Les logements dotés d'espaces extérieurs (jardins, terrasses, balcons, etc.) font partie des biens les plus recherchés dans l'Hexagone en cette période post-confinement. Cette tendance peut notamment s'observer sur le marché immobilier et dans le secteur de l'assurance habitation. Par ailleurs, les maisons en banlieue ou en zone rurale sont très prisées en ce moment.

Selon les spécialistes, le changement radical des attentes dans le domaine vient principalement du malaise ressenti par les locataires pendant le confinement. Ils sont nombreux à avoir souffert du manque de surface intérieure ou encore d'espace vert durant ces deux mois. Logiquement, ces critères deviennent prioritaires pour leur prochain logement.

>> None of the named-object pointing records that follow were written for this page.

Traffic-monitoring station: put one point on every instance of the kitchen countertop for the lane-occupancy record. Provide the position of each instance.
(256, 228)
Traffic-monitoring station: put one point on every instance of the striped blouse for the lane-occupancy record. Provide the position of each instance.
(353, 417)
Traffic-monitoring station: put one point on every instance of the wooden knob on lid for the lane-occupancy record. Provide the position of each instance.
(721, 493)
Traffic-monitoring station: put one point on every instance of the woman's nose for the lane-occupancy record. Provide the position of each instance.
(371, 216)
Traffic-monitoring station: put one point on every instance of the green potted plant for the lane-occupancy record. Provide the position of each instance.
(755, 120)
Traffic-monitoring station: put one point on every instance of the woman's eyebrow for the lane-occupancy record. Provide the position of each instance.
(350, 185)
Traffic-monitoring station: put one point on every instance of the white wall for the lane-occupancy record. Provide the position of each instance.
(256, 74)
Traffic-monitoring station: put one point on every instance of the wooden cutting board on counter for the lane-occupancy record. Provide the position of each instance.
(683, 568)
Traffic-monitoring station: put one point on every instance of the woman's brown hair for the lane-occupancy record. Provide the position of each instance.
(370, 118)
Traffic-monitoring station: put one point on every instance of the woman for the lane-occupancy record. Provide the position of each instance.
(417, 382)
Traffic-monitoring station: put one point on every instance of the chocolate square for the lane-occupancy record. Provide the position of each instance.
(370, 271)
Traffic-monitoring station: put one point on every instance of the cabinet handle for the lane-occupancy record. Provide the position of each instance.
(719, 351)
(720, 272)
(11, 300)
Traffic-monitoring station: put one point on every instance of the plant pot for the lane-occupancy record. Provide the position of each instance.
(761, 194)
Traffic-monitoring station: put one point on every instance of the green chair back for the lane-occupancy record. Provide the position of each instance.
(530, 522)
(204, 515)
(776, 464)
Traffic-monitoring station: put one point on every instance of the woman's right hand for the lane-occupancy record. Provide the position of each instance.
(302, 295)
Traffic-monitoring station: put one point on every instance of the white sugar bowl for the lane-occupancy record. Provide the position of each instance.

Une grande prédilection pour l'espace extérieur

Selon l'étude de Lagenceblue, le confinement a été particulièrement favorable aux logements dotés d'un espace extérieur privatif. Ainsi, 53 % des Français accordent désormais la même importance à la surface extérieure et intérieure de leur habitation. Par ailleurs, 42 % d'entre eux considèrent l'extérieur comme étant plus important. Enfin, seulement 6 % des personnes interrogées priorisent l'intérieur.


D'autre part, 45 % des locataires souhaitent vivre à la campagne depuis la levée du confinement. Quitte à déménager, 30 % des sondés préfèrent la banlieue. De leur côté, 25 % des répondants privilégient la ville comme lieu de vie. Le plus souvent, les personnes disposant déjà d'un espace extérieur en veulent davantage à l'avenir.

Ainsi, 62 % des Français possédant actuellement un jardin optent volontiers pour un logement en zone rurale. Cette opinion est partagée par 42 % des locataires ayant accès à un balcon ou à une terrasse. De leur côté, les personnes résidant dans un logement dépourvu d'espace extérieur sont seulement 31 % à envisager la campagne et 37 % à privilégier la banlieue.

Toutefois, les espaces extérieurs ont un prix sur le marché immobilier. Les consommateurs sont néanmoins disposés à s'y accommoder pour concrétiser leur projet. Ainsi, 68 % des sondés ayant un jardin sont prêts à payer davantage pour bénéficier d'un espace extérieur plus important. Ce surcoût est aussi consenti par 59 % des personnes disposant d'une terrasse et 56 % des locataires sans accès extérieur.

Des projets variant en fonction de la situation actuelle des locataires

Depuis la fin du confinement, de nombreux Français ne supportent plus leur logement. C'est ce que révèle le dernier sondage de l'agence immobilière en ligne Lagenceblue. Ce sentiment est très répandu, que ce soit chez les personnes vivant en appartement ou celles occupant une maison. Dans les deux cas, les locataires ne sont plus à l'aise dans leur habitation actuelle.


Contre toute attente, 41 % des sondés possédant un jardin partagent ce mal-être ressenti par une grande partie de la population. Le malaise est également notable chez 53 % des personnes résidant dans un logement avec balcon ou terrasse. Cela dit, le confinement a surtout été pénible pour les locataires ne disposant d'aucun espace extérieur. Ainsi, ils sont plus de 63 % à ne plus supporter leur logement après ces deux mois.

Dans tous les cas, le déménagement s'impose lorsque le cadre de vie devient insupportable. De nombreux Français comptent ainsi changer d'adresse à l'issue de la crise sanitaire. Ce projet est envisagé par 59 % des répondants disposant d'un jardin et 67 % des sondés ayant une terrasse ou un balcon. Cette proportion atteint 71 % parmi les locataires ne disposant d'aucun accès extérieur.

Selon l'étude citée, l'urgence du changement varie également en fonction des spécificités du logement et du ressenti des occupants durant le confinement. Dans le détail, pas moins de 62 % des individus n'ayant aucun espace extérieur projettent de déménager avant la fin de l'année. Ils sont 56 % du côté des sondés vivant dans une habitation avec balcon et terrasse, contre 43 % chez les personnes bénéficiant d'un jardin.